Data Augmentation Via Digital Twins to Develop Personalized Deep Learning Glucose Prediction Algorithms for Type 1 Diabetes in Poor Data Context

Prendin, Francesco; Facchinetti, Andrea; Cappon, Giacomo

doi:10.1109/tbme.2025.3635264

Objective: Accurately predicting glucose levels is essential for effectively managing type 1 diabetes (T1D), a chronic condition in which the body cannot produce insulin. Although deep learning approaches have shown promise, their training requires extensive datasets that capture a wide range of physiological and behavioral variations.

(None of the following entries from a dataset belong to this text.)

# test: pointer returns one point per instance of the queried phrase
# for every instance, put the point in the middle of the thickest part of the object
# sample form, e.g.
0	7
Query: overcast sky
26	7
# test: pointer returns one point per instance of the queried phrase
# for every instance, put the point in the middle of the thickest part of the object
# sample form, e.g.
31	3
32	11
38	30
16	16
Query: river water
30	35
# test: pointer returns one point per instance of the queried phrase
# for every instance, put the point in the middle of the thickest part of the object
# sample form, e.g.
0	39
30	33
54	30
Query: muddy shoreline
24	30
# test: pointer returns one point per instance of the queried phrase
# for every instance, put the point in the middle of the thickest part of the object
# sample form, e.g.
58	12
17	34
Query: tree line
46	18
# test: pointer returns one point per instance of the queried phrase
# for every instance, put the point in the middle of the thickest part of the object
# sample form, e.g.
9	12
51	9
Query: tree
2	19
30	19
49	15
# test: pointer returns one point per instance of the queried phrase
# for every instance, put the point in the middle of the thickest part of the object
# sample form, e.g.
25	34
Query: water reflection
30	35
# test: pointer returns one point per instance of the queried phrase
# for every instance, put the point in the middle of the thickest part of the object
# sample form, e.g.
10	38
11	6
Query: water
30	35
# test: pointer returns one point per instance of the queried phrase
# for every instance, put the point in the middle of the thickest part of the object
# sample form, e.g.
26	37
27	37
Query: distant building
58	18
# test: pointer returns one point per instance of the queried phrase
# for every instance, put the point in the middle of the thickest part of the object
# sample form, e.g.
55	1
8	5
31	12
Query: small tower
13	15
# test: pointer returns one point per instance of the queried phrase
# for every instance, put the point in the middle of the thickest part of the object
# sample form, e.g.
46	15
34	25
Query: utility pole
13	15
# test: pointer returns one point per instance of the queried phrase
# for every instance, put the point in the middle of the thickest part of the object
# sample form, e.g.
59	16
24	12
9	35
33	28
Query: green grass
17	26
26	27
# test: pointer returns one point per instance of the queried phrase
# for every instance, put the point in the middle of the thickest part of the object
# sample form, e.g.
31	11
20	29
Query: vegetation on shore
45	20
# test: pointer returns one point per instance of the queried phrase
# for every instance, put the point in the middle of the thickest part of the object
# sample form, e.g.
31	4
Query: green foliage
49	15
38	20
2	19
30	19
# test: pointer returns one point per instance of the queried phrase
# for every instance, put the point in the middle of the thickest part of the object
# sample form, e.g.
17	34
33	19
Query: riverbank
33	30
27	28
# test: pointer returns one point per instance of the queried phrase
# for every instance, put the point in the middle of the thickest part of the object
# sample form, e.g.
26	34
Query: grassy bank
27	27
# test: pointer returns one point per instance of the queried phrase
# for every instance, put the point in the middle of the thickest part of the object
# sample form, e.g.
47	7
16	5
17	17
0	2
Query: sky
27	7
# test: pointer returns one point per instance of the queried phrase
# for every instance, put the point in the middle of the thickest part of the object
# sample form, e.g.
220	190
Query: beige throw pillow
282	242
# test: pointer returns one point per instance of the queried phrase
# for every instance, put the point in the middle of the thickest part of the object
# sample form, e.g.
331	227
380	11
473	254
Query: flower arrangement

However, obtaining such datasets can be challenging and impractical, especially when their collection demands significant patient effort. To overcome this limitation, we propose a data augmentation strategy that leverages digital twins of individuals with T1D (DT-T1D) to generate personalized synthetic data mirroring real-world glucose-insulin dynamics. Methods: ReplayBG, an open-source tool for creating DT-T1D, was adapted to develop a two-steps strategy: first, generating DT-T1D from retrospective patient data; then, using DT-T1D with new inputs, to simulate synthetic, patient-specific data. The practical impact of this approach is demonstrated in a case study where personalized deep networks were developed to predict glucose levels. Models were trained on an open-source dataset from 12 patients, using either the original data or a combination of the original and synthetic data. Results: Integrating synthetic data into the training process consistently enhances model performance. Moreover, models trained on synthetic data combined with only a small fraction of the original dataset achieve results comparable to those obtained from the full, unaugmented dataset. Conclusion: Leveraging DT-T1D to generate personalized synthetic data mitigates data scarcity and enhances deep learning model performance for accurate glucose prediction. Significance: This work highlights the potential of digital twin-driven data augmentation to tackle data scarcity and develop robust, personalized predictive models for T1D management.